A         Extension of the whistle-blowing scheme: Suppliers should be able to not only whistle-blow with confidence, but know there will be consequences for any serious offence they reveal. There should be extremely robust protections for suppliers who whistle-blow, along with industry-specific penalties where a case of anticompetitive conduct by a RGR is proven – for example a fine of ten times the estimated commercial gain from the conduct.

B          The Commission should introduce detailed random audits, supplier by supplier, to expose gouging, standover tactics, threats, or other unethical practices by either supplier or RGR.

C          Serious breaches of significant scale should be punishable by personal prosecution of RGR or supplier management.

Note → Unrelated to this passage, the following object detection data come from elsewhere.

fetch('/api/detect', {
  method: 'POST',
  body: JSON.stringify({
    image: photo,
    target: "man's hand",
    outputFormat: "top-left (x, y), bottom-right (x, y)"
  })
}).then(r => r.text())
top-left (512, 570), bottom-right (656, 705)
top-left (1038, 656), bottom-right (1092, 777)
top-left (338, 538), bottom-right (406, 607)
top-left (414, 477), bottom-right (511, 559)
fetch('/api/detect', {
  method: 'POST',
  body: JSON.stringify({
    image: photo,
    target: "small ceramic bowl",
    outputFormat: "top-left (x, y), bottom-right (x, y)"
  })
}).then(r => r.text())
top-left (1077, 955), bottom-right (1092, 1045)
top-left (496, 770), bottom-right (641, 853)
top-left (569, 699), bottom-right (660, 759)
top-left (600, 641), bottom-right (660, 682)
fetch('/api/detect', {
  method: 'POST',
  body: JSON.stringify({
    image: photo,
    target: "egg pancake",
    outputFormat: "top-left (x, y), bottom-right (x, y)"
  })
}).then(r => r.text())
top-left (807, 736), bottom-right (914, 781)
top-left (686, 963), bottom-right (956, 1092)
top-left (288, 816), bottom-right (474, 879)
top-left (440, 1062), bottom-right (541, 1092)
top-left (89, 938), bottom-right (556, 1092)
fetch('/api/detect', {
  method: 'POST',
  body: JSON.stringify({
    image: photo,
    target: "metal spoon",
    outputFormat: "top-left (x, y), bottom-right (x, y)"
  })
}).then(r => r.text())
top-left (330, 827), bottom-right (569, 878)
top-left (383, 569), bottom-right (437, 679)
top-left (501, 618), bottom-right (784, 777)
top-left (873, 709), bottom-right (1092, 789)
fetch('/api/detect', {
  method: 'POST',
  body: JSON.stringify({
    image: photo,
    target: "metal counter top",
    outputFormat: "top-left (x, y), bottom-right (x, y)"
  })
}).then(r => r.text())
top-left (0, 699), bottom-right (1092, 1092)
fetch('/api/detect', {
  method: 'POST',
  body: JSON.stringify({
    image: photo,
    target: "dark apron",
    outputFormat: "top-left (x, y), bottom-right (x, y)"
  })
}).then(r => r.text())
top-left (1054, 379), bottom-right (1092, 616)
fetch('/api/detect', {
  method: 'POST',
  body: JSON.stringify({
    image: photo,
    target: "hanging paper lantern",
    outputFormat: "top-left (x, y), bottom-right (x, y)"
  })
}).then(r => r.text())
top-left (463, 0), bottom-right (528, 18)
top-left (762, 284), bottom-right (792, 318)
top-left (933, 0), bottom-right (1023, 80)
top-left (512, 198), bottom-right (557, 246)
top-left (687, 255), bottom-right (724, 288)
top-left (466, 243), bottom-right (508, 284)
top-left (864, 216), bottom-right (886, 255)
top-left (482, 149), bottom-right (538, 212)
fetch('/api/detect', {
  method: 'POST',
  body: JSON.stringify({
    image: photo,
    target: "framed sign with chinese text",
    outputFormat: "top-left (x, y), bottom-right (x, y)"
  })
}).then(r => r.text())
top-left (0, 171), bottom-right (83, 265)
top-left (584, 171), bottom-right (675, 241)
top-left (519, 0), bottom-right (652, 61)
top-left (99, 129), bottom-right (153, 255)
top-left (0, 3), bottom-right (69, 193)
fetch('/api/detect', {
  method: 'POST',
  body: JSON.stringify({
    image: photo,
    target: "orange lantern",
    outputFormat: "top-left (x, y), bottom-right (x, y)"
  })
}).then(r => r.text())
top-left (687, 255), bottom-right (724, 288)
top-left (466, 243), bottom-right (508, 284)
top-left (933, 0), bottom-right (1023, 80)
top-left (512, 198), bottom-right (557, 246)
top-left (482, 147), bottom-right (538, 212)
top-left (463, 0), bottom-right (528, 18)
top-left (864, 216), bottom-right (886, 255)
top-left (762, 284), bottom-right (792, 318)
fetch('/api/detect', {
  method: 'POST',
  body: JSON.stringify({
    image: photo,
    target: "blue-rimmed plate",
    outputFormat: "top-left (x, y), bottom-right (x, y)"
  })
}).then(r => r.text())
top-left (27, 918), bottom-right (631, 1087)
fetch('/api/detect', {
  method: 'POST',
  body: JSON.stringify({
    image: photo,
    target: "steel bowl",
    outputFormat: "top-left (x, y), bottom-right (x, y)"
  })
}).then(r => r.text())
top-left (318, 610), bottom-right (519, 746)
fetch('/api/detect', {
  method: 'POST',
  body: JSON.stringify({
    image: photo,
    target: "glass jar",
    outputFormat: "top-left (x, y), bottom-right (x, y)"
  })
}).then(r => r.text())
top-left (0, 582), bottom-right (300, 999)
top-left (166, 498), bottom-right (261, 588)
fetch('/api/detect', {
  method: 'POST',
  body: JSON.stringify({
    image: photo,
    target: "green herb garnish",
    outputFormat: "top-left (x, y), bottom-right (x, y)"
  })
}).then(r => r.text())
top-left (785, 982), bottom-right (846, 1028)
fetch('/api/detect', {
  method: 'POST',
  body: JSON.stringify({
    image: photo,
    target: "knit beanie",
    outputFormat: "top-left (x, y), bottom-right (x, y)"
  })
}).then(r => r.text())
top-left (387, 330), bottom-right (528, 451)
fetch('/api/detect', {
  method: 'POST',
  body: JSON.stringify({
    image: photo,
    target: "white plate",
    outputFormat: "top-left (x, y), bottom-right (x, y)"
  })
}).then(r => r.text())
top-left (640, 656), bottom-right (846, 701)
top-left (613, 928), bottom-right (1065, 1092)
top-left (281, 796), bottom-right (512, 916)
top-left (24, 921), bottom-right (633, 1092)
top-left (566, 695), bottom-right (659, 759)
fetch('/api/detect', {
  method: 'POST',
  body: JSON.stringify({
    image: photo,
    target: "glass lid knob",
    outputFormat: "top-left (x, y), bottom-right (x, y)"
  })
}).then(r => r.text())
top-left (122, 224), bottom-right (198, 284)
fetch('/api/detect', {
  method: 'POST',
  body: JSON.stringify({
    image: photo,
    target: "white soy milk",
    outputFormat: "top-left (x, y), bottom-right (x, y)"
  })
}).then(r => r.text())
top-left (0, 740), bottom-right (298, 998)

Question 20 - Please describe your views on the additional regulatory options.


As explained above it is clear the RGRs will continue to play for time if the Commission continues up the escalator of options; therefore a decisive one-off move to structural separation is the only viable option.


The wholesale regime has been met with a derisory response from the RGRs; it is implausible that any amount of tinkering such as a wholesale code will change that.


Operational separation, through the Telecom precedent, has been proven an ineffective remedy and open to gaming.

Specified access terms had a measure of success in telecommunications markets where there was a limited number of “line item” products. However, it is unlikely these could be implemented practically in the grocery industry with tens of thousands of items in play.


I remain happy to discuss any aspect of the above with the Commission.